From: Sustained-input switches for transcription factors and microRNAs are central building blocks of eukaryotic gene circuits

Figure 4

The methods Fast Network Motif Detection (FANMOD) (involves edge switching), Diaconis Monte Carlo Importance Sampling (DIA-MCIS) (involves importance sampling), and Weighted-and-Reverse-Swap (WaRSwap) were used to produce 10,000 randomized graphs for each of three examples. The resulting graphs were tabulated according to their unique numerical representation (simply shown as integers on the × axis). The percentage of each graph produced is plotted on the Y axis, and the horizontal dotted line in each plot displays the percentage representing perfect uniformity. (A). Because there are 13 possible graphs using the same in-degrees and out-degrees as the example shown, an algorithm that samples the graph space uniformly would produce each possible type of graph exactly 1/13 of the time. The values shown in red correspond to the single possible graph with no connections between the source vertex of out-degree 3 and the target vertex of in-degree 3, which is the graph instance displayed here. (B) An example with 58 possible graphs. (C) The graph instance at the left is a canonical example of an extremely uneven degree distribution [20]. In this example, all vertices are blue because they are represented here as being both sources and targets (that is, as transcription factors). Graphs with these particular in-degrees and out-degrees can have three different types of topologies, as shown here. The instance at the left is the only possible one with no hub to hub connection, and the sampling outcome for this graph is highlighted in red on the plots for each method. The other two topologies shown correspond to 90 and 10 possible outcomes, respectively.

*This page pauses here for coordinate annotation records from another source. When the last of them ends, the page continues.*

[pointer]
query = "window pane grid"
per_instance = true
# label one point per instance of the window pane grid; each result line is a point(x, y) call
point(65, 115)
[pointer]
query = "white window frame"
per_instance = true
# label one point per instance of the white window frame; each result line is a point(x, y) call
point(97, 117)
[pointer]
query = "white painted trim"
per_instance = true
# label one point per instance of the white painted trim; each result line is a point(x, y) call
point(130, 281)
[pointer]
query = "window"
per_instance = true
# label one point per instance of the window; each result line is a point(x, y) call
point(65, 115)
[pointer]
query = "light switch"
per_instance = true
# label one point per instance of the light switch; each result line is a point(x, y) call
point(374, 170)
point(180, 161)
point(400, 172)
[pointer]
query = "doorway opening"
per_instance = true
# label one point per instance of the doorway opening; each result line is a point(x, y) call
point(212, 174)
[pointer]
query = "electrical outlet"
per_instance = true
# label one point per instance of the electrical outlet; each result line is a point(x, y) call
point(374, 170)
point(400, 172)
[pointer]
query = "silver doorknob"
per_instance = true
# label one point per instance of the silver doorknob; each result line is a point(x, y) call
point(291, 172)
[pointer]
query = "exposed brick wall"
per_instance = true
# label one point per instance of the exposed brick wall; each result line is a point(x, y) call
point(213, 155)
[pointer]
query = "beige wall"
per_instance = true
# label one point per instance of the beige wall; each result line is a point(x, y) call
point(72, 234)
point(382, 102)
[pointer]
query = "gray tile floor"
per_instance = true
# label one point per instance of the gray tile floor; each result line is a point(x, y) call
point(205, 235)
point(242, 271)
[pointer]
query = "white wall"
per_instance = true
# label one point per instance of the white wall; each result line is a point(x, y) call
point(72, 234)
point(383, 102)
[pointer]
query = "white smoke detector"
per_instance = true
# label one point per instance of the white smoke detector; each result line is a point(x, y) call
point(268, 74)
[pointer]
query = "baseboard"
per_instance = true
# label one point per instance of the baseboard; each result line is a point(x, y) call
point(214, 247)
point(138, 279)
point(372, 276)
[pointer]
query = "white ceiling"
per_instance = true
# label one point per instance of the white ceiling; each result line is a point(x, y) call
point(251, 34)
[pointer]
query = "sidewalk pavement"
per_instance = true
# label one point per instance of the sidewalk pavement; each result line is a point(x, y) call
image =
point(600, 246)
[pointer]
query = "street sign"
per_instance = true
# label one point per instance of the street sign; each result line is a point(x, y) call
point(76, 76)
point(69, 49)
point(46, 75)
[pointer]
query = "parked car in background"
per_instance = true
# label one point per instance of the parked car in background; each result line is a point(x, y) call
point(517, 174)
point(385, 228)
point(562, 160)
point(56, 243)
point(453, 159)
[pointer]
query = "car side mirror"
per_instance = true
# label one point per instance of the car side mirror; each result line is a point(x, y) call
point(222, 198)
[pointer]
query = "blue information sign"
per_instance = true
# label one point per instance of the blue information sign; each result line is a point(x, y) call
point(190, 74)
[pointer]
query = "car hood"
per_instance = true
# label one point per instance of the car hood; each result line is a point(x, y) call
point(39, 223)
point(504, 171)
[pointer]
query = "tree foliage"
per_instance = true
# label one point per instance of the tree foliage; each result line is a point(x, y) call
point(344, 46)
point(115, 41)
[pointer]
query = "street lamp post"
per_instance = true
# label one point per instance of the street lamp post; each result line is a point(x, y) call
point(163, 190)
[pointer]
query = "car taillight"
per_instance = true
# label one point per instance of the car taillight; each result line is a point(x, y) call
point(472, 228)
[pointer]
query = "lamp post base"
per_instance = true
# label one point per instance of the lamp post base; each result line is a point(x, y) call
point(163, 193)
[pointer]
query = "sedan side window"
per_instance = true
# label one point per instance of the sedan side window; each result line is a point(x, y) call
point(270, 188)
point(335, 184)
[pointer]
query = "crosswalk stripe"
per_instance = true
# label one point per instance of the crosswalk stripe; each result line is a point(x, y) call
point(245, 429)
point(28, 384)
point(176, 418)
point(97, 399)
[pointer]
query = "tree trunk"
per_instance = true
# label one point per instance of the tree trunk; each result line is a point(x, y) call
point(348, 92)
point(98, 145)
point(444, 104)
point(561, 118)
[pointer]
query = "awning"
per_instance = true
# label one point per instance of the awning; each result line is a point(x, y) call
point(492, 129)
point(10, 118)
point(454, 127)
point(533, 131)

Thus, methods that consider self-loops (for example, Diaconis Monte Carlo Importance Sampling (DIA-MCIS) and Weighted-and-Reverse-Swap (WaRSwap)) have a total of 101 possible labeled outcomes, whereas those that do not consider these (for example, Fast Network Motif Detection (FANMOD)) have a total of 91 possible labeled outcomes. Graphs containing self-loops correspond to the 10 rightmost X-axis labels in the plots for DIA-MCIS and WaRSwap.